La de Gimadieva fue una 'Traviata' que agoniza desde el primer compás
Gimadieva compone una 'Traviata' que agoniza y convalece desde el
primer compás. Y Cairns la abruma con sus maldiciones, alojándola al inicio en
una 'chaise longue' de terciopelo que presagia la sepultura del último acto. Es
donde se produce el mejor hallazgo dramatúrgico y conceptual del espectáculo.
Violetta Valéry ya ha muerto cuando cree que está renaciendo, así es que la
soledad absoluta de la última secuencia, con un escenario desnudo e irreal,
confunde la resurrección con el delirio sin lugar a la piedad.

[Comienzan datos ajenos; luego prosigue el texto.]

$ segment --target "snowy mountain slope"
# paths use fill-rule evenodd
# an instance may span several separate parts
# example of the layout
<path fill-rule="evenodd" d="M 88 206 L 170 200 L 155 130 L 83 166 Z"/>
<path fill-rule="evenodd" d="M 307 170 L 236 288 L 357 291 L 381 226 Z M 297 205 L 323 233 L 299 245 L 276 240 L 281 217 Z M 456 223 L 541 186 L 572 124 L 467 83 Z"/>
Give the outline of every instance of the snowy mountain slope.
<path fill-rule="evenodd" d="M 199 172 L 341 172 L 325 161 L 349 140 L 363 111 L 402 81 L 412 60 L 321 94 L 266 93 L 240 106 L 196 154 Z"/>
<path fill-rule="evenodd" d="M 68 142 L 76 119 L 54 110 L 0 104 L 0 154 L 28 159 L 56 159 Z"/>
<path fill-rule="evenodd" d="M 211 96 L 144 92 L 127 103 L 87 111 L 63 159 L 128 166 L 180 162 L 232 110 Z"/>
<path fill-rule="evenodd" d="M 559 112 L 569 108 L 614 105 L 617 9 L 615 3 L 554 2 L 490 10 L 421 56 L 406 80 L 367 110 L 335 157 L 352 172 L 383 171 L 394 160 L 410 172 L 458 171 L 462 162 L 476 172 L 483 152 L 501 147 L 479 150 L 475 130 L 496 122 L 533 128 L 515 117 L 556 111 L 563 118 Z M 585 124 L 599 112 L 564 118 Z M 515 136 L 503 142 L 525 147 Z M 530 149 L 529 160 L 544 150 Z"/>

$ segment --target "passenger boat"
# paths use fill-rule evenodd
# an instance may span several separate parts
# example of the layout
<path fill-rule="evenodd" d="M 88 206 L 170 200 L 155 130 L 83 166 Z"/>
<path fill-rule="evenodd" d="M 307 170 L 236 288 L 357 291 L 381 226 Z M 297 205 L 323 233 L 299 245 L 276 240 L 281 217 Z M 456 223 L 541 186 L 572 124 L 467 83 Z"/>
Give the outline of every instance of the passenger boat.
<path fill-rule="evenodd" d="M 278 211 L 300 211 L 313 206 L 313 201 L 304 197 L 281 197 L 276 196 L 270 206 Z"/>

El protagonismo absoluto de la Gimadieva suponía un desafío para sus
compañeros de reparto. Lo acusó el barítono griego Tassis Christoyannis en su
convencionalismo, pero el regreso de la 'Traviata' a Glyndebourne 25 años
después de las últimas funciones proporcionó, a cambio, el descubrimiento
de Michael Fabiano, un tenor norteamericano y lírico entre cuyos méritos
destaca la valentía, la calidad y la imponente presencia escénica.
Debutaba Fabiano y volvía a demostrarse la reputación del Festival de
Glyndebourne en el ámbito del hallazgo de jóvenes cantantes, como un día, por
ejemplo, lo fue Montserrat Caballé, y como podrá recordar Fabiano a sus nietos
si persevera en sus aptitudes como tenor elegante. Hubiera merecido mejores
ovaciones de las que recaudó, quizá porque el público de Glyndebourne prefirió
repartirlas entre el estremecimiento de Gimadieva y el talento teatral, la
exquisita sensibilidad y el alarde cromático con que Mark Elder leyó la
partitura al frente de la Filarmónica de Londres.

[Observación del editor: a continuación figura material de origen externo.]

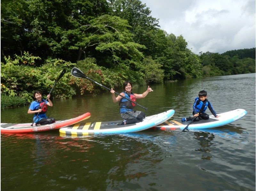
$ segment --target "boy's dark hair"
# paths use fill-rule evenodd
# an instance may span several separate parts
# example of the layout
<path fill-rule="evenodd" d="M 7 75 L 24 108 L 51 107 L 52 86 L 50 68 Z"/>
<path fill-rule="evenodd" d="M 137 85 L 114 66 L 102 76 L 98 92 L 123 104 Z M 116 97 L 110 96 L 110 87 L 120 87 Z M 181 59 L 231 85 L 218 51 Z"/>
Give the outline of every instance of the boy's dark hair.
<path fill-rule="evenodd" d="M 131 86 L 132 86 L 132 82 L 130 81 L 126 81 L 124 82 L 124 83 L 123 84 L 123 87 L 124 88 L 124 91 L 125 90 L 125 86 L 127 86 L 127 84 L 128 84 L 128 83 L 129 83 L 131 84 Z"/>
<path fill-rule="evenodd" d="M 40 94 L 41 95 L 42 95 L 42 92 L 41 91 L 38 91 L 38 90 L 36 90 L 34 92 L 34 97 L 35 97 L 35 95 L 36 95 L 36 94 Z"/>
<path fill-rule="evenodd" d="M 198 96 L 199 97 L 201 96 L 207 96 L 207 92 L 205 90 L 202 90 L 199 92 L 199 93 L 198 94 Z"/>

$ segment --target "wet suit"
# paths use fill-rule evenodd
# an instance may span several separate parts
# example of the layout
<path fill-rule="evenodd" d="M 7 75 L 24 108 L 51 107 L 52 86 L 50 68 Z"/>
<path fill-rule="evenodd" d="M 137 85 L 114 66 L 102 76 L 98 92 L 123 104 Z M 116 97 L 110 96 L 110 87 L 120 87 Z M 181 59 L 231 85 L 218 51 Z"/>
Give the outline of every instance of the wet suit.
<path fill-rule="evenodd" d="M 126 92 L 122 92 L 124 94 L 124 96 L 127 98 L 130 99 L 130 95 Z M 132 94 L 133 94 L 132 93 Z M 141 122 L 146 117 L 146 114 L 144 112 L 140 111 L 134 111 L 134 107 L 128 106 L 127 102 L 130 102 L 126 99 L 122 98 L 119 101 L 120 113 L 122 118 L 124 119 L 118 125 L 124 125 L 124 122 L 126 124 L 132 124 Z"/>
<path fill-rule="evenodd" d="M 40 103 L 43 102 L 45 102 L 45 104 L 47 104 L 47 103 L 48 103 L 48 102 L 45 101 L 44 100 L 42 100 Z M 37 110 L 40 109 L 40 103 L 36 100 L 33 102 L 29 107 L 29 109 L 33 111 Z M 55 119 L 52 118 L 48 118 L 46 116 L 46 112 L 40 112 L 37 118 L 36 117 L 38 113 L 35 114 L 33 117 L 33 120 L 36 123 L 36 125 L 39 124 L 41 125 L 47 125 L 55 122 Z"/>

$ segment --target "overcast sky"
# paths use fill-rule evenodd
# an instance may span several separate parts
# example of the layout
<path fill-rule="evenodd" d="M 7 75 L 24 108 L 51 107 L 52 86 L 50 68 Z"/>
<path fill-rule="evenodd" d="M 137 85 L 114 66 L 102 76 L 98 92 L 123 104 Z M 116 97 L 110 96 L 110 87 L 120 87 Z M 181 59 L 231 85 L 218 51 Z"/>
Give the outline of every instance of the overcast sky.
<path fill-rule="evenodd" d="M 140 1 L 161 29 L 182 34 L 196 54 L 255 47 L 255 0 Z"/>

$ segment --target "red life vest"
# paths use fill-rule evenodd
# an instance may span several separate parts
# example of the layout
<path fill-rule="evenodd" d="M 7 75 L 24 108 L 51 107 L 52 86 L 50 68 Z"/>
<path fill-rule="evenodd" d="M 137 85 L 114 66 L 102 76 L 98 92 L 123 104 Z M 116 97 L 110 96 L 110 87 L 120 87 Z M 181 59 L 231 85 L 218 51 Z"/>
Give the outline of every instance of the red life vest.
<path fill-rule="evenodd" d="M 40 106 L 40 108 L 41 108 L 41 109 L 42 110 L 42 111 L 40 113 L 42 113 L 42 112 L 45 113 L 47 111 L 47 105 L 46 105 L 46 104 L 44 105 L 44 102 L 43 102 L 39 104 L 39 105 Z M 44 106 L 43 106 L 43 107 L 42 107 L 43 105 L 44 105 Z"/>
<path fill-rule="evenodd" d="M 44 104 L 44 102 L 42 100 L 42 101 L 39 103 L 39 106 L 36 108 L 35 110 L 34 110 L 34 111 L 36 111 L 36 110 L 38 110 L 39 109 L 41 109 L 42 110 L 42 111 L 40 112 L 39 113 L 40 114 L 43 114 L 44 113 L 46 113 L 46 112 L 47 111 L 47 105 L 46 104 Z M 43 106 L 43 108 L 41 108 L 44 105 L 44 106 Z M 36 113 L 35 114 L 36 115 L 37 115 L 38 113 Z"/>
<path fill-rule="evenodd" d="M 128 93 L 127 93 L 126 92 L 124 92 L 123 93 L 124 93 L 125 97 L 128 97 L 127 96 L 125 96 L 125 94 L 126 94 L 129 97 L 131 100 L 133 102 L 136 102 L 136 98 L 135 97 L 134 95 L 133 95 L 133 94 L 132 92 L 131 94 L 129 94 Z M 124 107 L 122 106 L 124 106 L 125 107 L 127 107 L 127 108 L 130 109 L 133 109 L 136 106 L 136 104 L 135 103 L 133 103 L 132 102 L 130 102 L 128 100 L 127 100 L 127 101 L 123 102 L 122 102 L 121 100 L 120 101 L 119 101 L 119 106 L 120 108 Z"/>

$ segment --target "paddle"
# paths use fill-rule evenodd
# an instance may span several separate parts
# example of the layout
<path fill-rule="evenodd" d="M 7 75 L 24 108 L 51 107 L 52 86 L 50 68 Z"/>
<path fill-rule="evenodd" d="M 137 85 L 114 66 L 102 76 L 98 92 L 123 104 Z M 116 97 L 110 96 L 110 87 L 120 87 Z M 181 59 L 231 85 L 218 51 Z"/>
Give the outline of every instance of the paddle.
<path fill-rule="evenodd" d="M 94 80 L 92 80 L 91 79 L 87 77 L 83 73 L 83 72 L 81 70 L 80 70 L 79 69 L 76 68 L 74 67 L 72 68 L 72 70 L 71 71 L 71 75 L 72 75 L 72 76 L 74 76 L 75 77 L 77 77 L 77 78 L 86 78 L 87 79 L 88 79 L 89 80 L 91 81 L 92 82 L 95 83 L 95 84 L 96 84 L 98 85 L 99 85 L 99 86 L 101 86 L 102 87 L 103 87 L 103 88 L 106 88 L 106 89 L 109 90 L 109 91 L 111 90 L 111 89 L 109 89 L 108 88 L 107 88 L 107 87 L 103 86 L 102 84 L 100 84 L 98 83 L 97 82 L 95 81 Z M 140 105 L 139 104 L 137 103 L 136 102 L 135 102 L 131 100 L 130 99 L 127 98 L 127 97 L 125 97 L 124 96 L 122 96 L 120 94 L 119 94 L 118 93 L 117 93 L 116 92 L 115 92 L 115 93 L 116 94 L 118 95 L 119 96 L 121 96 L 122 97 L 126 99 L 127 100 L 129 100 L 130 101 L 133 103 L 134 104 L 136 104 L 138 106 L 139 106 L 140 107 L 144 109 L 145 109 L 146 111 L 147 111 L 148 110 L 147 108 L 145 108 L 143 107 L 142 105 Z"/>
<path fill-rule="evenodd" d="M 65 74 L 66 72 L 66 69 L 63 69 L 63 70 L 62 71 L 61 73 L 60 73 L 60 76 L 59 76 L 58 79 L 55 80 L 55 82 L 54 82 L 54 84 L 53 84 L 53 86 L 52 86 L 52 89 L 51 90 L 51 91 L 50 91 L 50 92 L 48 94 L 48 95 L 49 94 L 51 94 L 51 93 L 52 92 L 52 89 L 53 89 L 53 88 L 54 88 L 54 86 L 55 86 L 55 85 L 56 84 L 56 83 L 58 82 L 58 81 L 59 80 L 60 80 L 60 78 L 61 78 Z M 43 107 L 44 107 L 44 105 L 45 102 L 46 102 L 46 101 L 47 101 L 47 100 L 48 99 L 48 98 L 46 97 L 46 99 L 45 99 L 45 101 L 44 102 L 44 104 L 43 104 L 43 105 L 41 107 L 41 108 L 40 109 L 42 109 L 43 108 Z M 36 118 L 35 118 L 35 121 L 34 121 L 33 122 L 33 123 L 31 125 L 31 126 L 33 126 L 33 124 L 35 123 L 35 122 L 36 121 L 36 120 L 37 118 L 37 117 L 38 117 L 38 115 L 39 115 L 39 113 L 40 113 L 39 112 L 38 112 L 38 113 L 37 113 L 37 114 L 36 115 Z"/>
<path fill-rule="evenodd" d="M 188 128 L 188 126 L 191 123 L 192 123 L 193 122 L 193 121 L 194 121 L 196 119 L 196 117 L 194 117 L 194 118 L 193 118 L 193 119 L 192 119 L 192 120 L 191 121 L 190 121 L 189 122 L 189 123 L 188 124 L 188 125 L 187 125 L 186 126 L 186 127 L 185 127 L 185 128 L 184 128 L 183 129 L 183 130 L 181 131 L 184 132 L 185 131 L 185 130 L 186 130 L 186 129 L 187 129 Z"/>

Se trataba de la misma orquesta con que Orozco Estrada concibió un
trepidante 'Don Giovanni'. Más que un foso, se diría que el habitáculo de la
orquesta de Glyndebourne era un volcán a punto de entrar en erupción. O de
hacerlo cuando prorrumpió la escena final con todo su poder magmático. El joven
maestro colombiano descendió con los filarmónicos al averno y los trajo a la
luz, otorgando apasionamiento e intensidad a partitura. Y consciente de que las
óperas de Mozart no nacen del escenario, sino del foso, con más razón cuando se
trata del misterio de 'Don Giovanni'.
Orozco Estrada esmeró cada escena sin romper la homogeneidad de la
obra. Todo lo contrario de cuanto sucedió al planteamiento alambicado y
fallido de Jonathan Kent, cuyo acierto en la ambientación escénica de la
ópera -el anochecer claro, el amanecer oscuro- se resintió de los gags que
derivaron muchas veces 'Don Giovanni' no a la imposible ambigüedad del
drama-jocoso, sino a la comedia descontrolada. Especialmente cuando aparecía
Leporello buscando la carcajada fácil de los espectadores.
Es un público indulgente y condescendiente el de Glyndebourne. La
tradición del 'picnic' en la ópera -y de la ópera en el 'picnic'- en las
praderas alfombradas que circundan el teatro, el bucolismo de las ovejas
y la predisposición sensorial a la buena mesa, predisponen a la amabilidad,
aunque sería injusto negarle a la soprano canadiense Layla Claire la distinción
con que compuso su papel de Donna Anna al frente de un reparto voluntarioso al
que Orozco supo elevar con habilidades de demiurgo.